Vascular repair induced by MAC delivery was blocked by CXCR2 inhibitor SB225002. Flat mounted retina microvasculature was stained green with isolectin, and avascular areas (insets) are outlined in white. A representative retina per group is shown: (A) ischemic retina at P12; (B) vehicle-injected retina at P15; (C) MAC-injected retina at P15; (D) MAC-injected retina at P15 in mouse that received SB225005 intraperitoneal injections; (E) vehicle-injected retina at P15 in mouse that received SB225005 intraperitoneal injections; (F) quantification of avascular areas shows that SB225005 significantly inhibited MAC proangiogenic effects. N = 7; ***P < 0.001; ns: not significant.

Figure 7

IL-8 transactivates VEGFR2 and induces ERK phosphorylation in endothelial cells. (A) HMEC-1 cells were treated with 100 ng/mL IL-8 for 15 min, followed by immunoblot analysis using a phospho-VEGFR2 antibody.
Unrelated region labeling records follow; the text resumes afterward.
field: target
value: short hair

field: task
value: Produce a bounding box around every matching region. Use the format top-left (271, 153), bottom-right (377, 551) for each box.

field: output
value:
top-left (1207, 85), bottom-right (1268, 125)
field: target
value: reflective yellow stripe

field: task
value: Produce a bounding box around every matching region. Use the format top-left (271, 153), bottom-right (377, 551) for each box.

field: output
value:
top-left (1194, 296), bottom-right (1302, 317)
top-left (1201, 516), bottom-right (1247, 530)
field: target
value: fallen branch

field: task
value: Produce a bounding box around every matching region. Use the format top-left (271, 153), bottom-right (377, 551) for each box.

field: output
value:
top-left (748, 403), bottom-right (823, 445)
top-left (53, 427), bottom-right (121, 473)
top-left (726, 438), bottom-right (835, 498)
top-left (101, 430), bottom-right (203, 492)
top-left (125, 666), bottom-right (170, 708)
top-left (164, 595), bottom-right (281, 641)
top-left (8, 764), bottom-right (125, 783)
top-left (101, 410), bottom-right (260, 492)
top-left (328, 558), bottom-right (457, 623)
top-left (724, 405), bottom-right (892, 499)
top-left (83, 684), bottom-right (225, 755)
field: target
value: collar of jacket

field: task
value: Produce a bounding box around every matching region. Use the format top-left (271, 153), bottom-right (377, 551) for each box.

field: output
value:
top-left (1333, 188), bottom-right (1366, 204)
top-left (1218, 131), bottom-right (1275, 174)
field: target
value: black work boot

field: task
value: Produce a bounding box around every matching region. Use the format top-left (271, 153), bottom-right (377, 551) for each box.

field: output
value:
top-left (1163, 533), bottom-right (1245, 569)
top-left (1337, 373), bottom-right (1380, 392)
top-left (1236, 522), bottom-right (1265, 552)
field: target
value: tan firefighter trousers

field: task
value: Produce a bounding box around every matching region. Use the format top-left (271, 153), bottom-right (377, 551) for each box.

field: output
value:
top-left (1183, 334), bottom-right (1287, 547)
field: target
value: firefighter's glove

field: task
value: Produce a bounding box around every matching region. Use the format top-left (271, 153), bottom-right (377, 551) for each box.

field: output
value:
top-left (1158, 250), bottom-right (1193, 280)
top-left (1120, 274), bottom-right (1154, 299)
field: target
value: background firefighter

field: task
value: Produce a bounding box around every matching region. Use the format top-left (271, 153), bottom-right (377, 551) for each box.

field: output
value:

IL-8 increased VEGFR2 phosphorylation levels compared with controls; 100 ng/mL VEGF treatment was used as a positive control. (B) RMECs were also treated with 100 ng/mL IL-8 for 15 min, and immunoblot analysis for phospho-ERKs was performed. IL-8 induced ERK phosphorylation in RMECs; this effect was completely abolished by the CXCR2 inhibitor SB225002.